Performance: 3895.011901695742 MIt/s


## Bonus Question: Performance limit?

Look at your final optimized version of `work!`.

* What is conceptually limiting the performance? I.e. is the function compute- or memory-bound?
* How fast can it "theoretically" be? Can you estimate a performance bound?

In [25]:
using STREAMBenchmark
membw = memory_bandwidth(verbose=true, write_allocate=true)

╔══╡ Multi-threaded:
╠══╡ (10 threads)
╟─ COPY:  101507.1 MB/s
╟─ SCALE: 99775.6 MB/s
╟─ ADD:   101038.2 MB/s
╟─ TRIAD: 100720.1 MB/s
╟─────────────────────
║ Median: 100879.1 MB/s
╚═════════════════════


(median = 100879.1, minimum = 99775.6, maximum = 101507.1)

In [30]:
bs = membw.maximum * 1e-3 # [GB/s] max memory bandwidth
flops = 1
traffic = 3 * 8 # [B/iter] in each iteration

I = flops / traffic
perf_membound = round(I * bs * 1000, digits=2)
runtime_membound = N * N * 1e-6 / perf_membound # in s
println("Memory bounded performance: ", perf_membound, " MIt/s")
println("Memory bounded runtime estimate: ", runtime_membound * 1e3, " ms")
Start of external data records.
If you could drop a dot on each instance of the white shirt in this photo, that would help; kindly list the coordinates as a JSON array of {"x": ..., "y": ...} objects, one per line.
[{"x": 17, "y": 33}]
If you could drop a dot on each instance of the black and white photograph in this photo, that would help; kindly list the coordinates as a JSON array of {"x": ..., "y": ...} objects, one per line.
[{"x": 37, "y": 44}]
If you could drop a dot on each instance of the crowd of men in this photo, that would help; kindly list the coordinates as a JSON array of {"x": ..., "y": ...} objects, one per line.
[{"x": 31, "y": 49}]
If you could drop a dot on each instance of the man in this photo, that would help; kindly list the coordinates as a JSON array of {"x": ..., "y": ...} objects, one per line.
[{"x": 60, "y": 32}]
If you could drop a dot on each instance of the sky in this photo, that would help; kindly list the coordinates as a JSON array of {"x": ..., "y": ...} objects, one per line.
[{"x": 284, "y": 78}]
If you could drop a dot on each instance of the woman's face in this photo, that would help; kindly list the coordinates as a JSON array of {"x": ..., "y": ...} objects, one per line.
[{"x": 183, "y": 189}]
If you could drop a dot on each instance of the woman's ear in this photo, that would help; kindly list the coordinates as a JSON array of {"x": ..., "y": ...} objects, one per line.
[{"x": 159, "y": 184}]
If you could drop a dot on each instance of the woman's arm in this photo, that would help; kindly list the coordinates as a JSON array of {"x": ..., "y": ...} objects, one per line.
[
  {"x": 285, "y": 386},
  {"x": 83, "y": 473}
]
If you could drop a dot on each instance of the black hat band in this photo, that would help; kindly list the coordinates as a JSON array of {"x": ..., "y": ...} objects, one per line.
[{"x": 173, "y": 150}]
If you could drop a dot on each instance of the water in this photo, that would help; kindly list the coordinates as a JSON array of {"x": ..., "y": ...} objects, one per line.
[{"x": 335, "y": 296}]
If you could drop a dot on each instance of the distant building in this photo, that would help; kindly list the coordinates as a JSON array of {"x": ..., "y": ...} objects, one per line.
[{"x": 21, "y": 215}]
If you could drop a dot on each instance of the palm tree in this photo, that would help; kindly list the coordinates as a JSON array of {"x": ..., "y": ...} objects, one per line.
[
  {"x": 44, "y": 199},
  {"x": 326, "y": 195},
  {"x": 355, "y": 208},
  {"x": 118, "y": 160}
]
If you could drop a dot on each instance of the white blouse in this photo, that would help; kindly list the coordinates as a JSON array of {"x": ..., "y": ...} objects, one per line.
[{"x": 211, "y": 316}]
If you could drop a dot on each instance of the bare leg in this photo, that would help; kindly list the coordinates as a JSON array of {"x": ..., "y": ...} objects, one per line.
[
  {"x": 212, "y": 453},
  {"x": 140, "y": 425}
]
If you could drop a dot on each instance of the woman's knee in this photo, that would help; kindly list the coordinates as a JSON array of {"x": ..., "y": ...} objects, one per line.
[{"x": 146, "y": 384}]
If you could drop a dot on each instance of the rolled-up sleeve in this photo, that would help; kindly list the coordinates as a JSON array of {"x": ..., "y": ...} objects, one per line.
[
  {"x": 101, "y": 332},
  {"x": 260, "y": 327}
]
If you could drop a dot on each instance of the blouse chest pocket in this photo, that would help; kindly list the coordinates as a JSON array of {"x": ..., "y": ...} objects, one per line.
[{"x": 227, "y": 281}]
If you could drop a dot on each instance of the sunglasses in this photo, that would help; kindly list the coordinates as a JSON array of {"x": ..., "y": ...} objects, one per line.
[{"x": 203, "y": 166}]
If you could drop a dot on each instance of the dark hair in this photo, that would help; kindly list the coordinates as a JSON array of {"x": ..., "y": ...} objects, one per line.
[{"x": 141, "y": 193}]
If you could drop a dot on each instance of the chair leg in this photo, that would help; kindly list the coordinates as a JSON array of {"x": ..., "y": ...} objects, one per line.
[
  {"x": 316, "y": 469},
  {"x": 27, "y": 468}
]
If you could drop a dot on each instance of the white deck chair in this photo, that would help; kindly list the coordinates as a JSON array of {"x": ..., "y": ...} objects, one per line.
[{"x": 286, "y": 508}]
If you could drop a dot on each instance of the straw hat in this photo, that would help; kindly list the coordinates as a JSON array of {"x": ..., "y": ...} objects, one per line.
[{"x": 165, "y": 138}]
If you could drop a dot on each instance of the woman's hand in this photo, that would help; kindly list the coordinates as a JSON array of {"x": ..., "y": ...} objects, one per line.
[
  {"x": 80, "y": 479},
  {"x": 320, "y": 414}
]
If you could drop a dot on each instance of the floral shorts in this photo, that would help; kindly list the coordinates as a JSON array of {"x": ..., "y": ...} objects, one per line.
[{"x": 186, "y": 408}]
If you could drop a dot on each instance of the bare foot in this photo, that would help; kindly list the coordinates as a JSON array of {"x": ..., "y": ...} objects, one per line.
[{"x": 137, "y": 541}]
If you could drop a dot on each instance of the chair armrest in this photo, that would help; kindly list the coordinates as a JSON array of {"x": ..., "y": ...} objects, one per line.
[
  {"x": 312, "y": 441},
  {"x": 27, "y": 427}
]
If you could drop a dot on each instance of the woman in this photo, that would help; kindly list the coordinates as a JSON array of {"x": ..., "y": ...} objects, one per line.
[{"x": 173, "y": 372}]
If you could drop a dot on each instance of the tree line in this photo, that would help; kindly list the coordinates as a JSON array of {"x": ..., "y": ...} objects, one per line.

Memory bounded performance: 4229.46 MIt/s
Memory bounded runtime estimate: 3.7829888449116433 ms


In [31]:
# comparison
runtime = @belapsed work6_threaded!($A, $B, $v, $N)
@show runtime
@show runtime_membound
ratio = runtime_membound / runtime
println("\nWe achieve about ", round(ratio * 100; digits=1), "% of the (practical) memory bound estimate.")

runtime = 0.004018645
runtime_membound = 0.0037829888449116434

We achieve about 94.1% of the (practical) memory bound estimate.